Developer Guide¶
This guide walks through adding new components to echo-energycalc: feature calculators, calculation requirements, and job instances. Each section explains the pattern, what must be implemented, and provides a complete worked example.
1. Adding a New Feature Calculator¶
Overview¶
A FeatureCalculator subclass:
- Declares static requirements in
__init__(which data it needs from the DB). - Fetches static requirements immediately (object attributes, calc models, feature attributes).
- Implements
_compute(period, cached_data)which fetches time-series data and returns a Polars DataFrame.
The calculate() method (from the base class) calls _compute(), stores the result, and calls save(). Do not override calculate() — override _compute() instead.
Step 1: Create the module¶
Create echo_energycalc/feature_calc_<your_name>.py:
"""Module for the MyNewCalculator feature calculator."""

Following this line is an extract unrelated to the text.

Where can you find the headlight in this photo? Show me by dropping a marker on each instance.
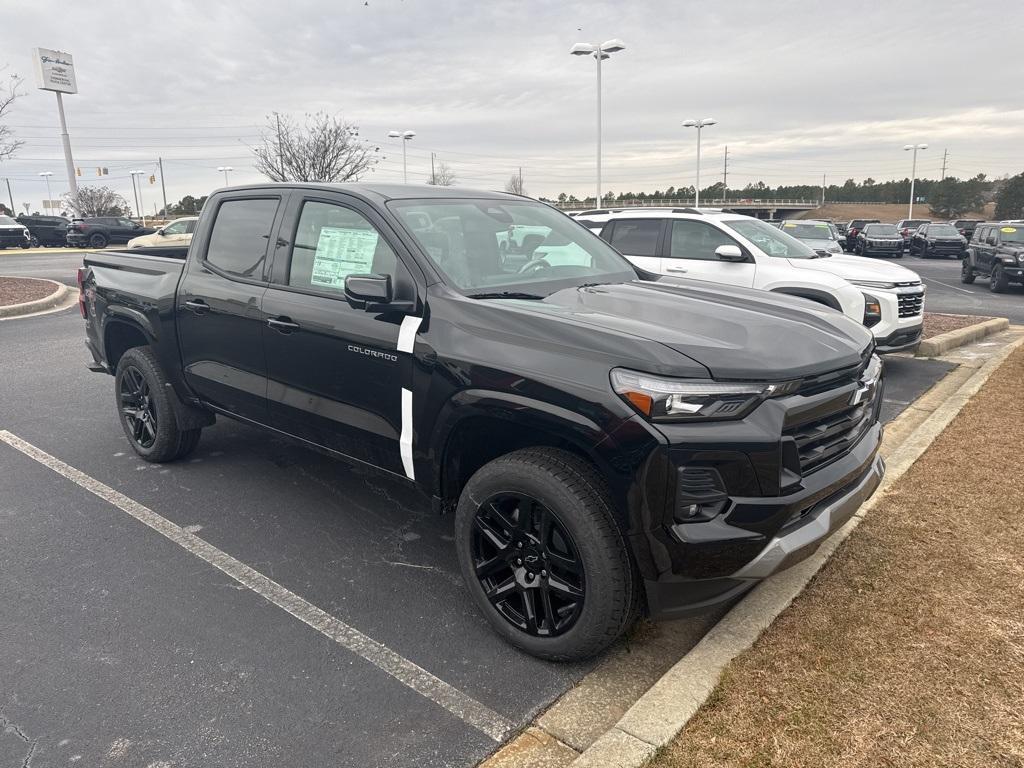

from __future__ import annotations
__all__ = ["MyNewCalculator"]
import polars as pl
from echo_datetimerange import DateTimeRange
from .calculation_requirement_features import RequiredFeatures
from .calculation_requirement_object_attributes import RequiredObjectAttributes
from .feature_calc_core import FeatureCalculator
class MyNewCalculator(FeatureCalculator):
"""Brief one-line description.
Longer description of what this calculator does, what methodology it uses,
what fallback strategies exist, etc.
"""
# This string must match the "server_calc_type" attribute of the feature in performance_db.
# It also automatically registers this class in FeatureCalculator._registry.
_name = "my_new_calc"
def __init__(self, object_name: str, feature: str) -> None:
"""
My new calculator.
Requires the following object attributes:
- ``nominal_power`` (kW): used to clip results.
Parameters
----------
object_name : str
Name of the object for which the feature is calculated.
feature : str
Feature to be calculated (must have ``server_calc_type = "my_new_calc"``).
"""
super().__init__(object_name, feature)
# --- Static requirements (fetched immediately, no period needed) ---
self._add_requirement(
RequiredObjectAttributes({self.object: ["nominal_power"]})
)
self._fetch_requirements()
# Read static data already available after the fetch above
obj_attrs = self._requirement_data("RequiredObjectAttributes")[self.object]
self._nominal_power: float = float(obj_attrs["nominal_power"])
# --- Time-series requirements (fetched later inside _compute) ---
self._add_requirement(
RequiredFeatures({self.object: ["ActivePower_10min.AVG"]})
)
def _compute(
self,
period: DateTimeRange,
cached_data: pl.DataFrame | None = None,
) -> pl.DataFrame:
"""Run the calculation for *period*.
Parameters
----------
period : DateTimeRange
Calculation period.
cached_data : pl.DataFrame | None, optional
Pre-fetched features from the CalculationHandler cache.
Returns
-------
pl.DataFrame
DataFrame with columns ``["timestamp", "<feature_name>"]``.
"""
# Fetch time-series data for the period
self._fetch_requirements(period=period, reindex="10min", cached_data=cached_data)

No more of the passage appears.